There are two simultaneous games. One game is flipping a coin. Payment of tail is $2.50 and head is $1.50. And
the other game is rolling a six sided die and paying number of dollars shown on the face of the die. Both the coin
and the die are determined simultaneously and are independent of each other. Payment is the product of the two
resulting games. What is the expected amount of payment in this joint game?
To find the expected amount of payment in this joint game, we need to calculate the expected value for each game separately and then multiply them together.
First, let's calculate the expected value for the coin-flipping game:
- The probability of getting tails is 1/2, and the payment for tails is $2.50.
- The probability of getting heads is also 1/2, and the payment for heads is $1.50.
So, the expected value for the coin-flipping game can be calculated as follows:
Expected value = (Probability of tails * Payment for tails) + (Probability of heads * Payment for heads)
Expected value = (1/2 * $2.50) + (1/2 * $1.50)
Expected value = $1.25 + $0.75
Expected value = $2.00
Next, let's calculate the expected value for the die-rolling game:
- Since it is a fair six-sided die, each number (1, 2, 3, 4, 5, 6) has an equal probability of 1/6.
- The payment for each number shown on the die is equal to that number.
So, the expected value for the die-rolling game can be calculated as follows:
Expected value = (Probability of rolling a 1 * Payment for rolling a 1) + (Probability of rolling a 2 * Payment for rolling a 2) + ... + (Probability of rolling a 6 * Payment for rolling a 6)
Expected value = (1/6 * 1) + (1/6 * 2) + (1/6 * 3) + (1/6 * 4) + (1/6 * 5) + (1/6 * 6)
Expected value = (1/6)(1 + 2 + 3 + 4 + 5 + 6)

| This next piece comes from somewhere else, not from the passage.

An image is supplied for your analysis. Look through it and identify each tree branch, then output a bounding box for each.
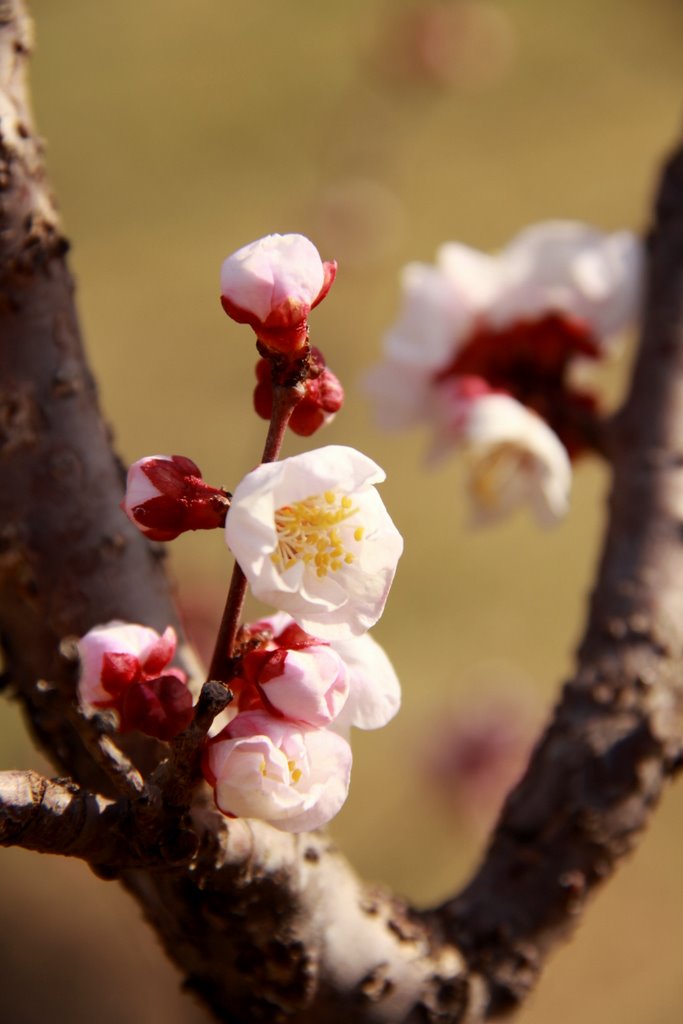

Expected value = (1/6)(21)
Expected value = 3.5
Finally, to calculate the expected amount of payment in the joint game, we multiply the expected values of the two games together:
Expected amount of payment = Expected value of coin-flipping game * Expected value of die-rolling game
Expected amount of payment = $2.00 * 3.5
Expected amount of payment = $7.00
Therefore, the expected amount of payment in this joint game is $7.00.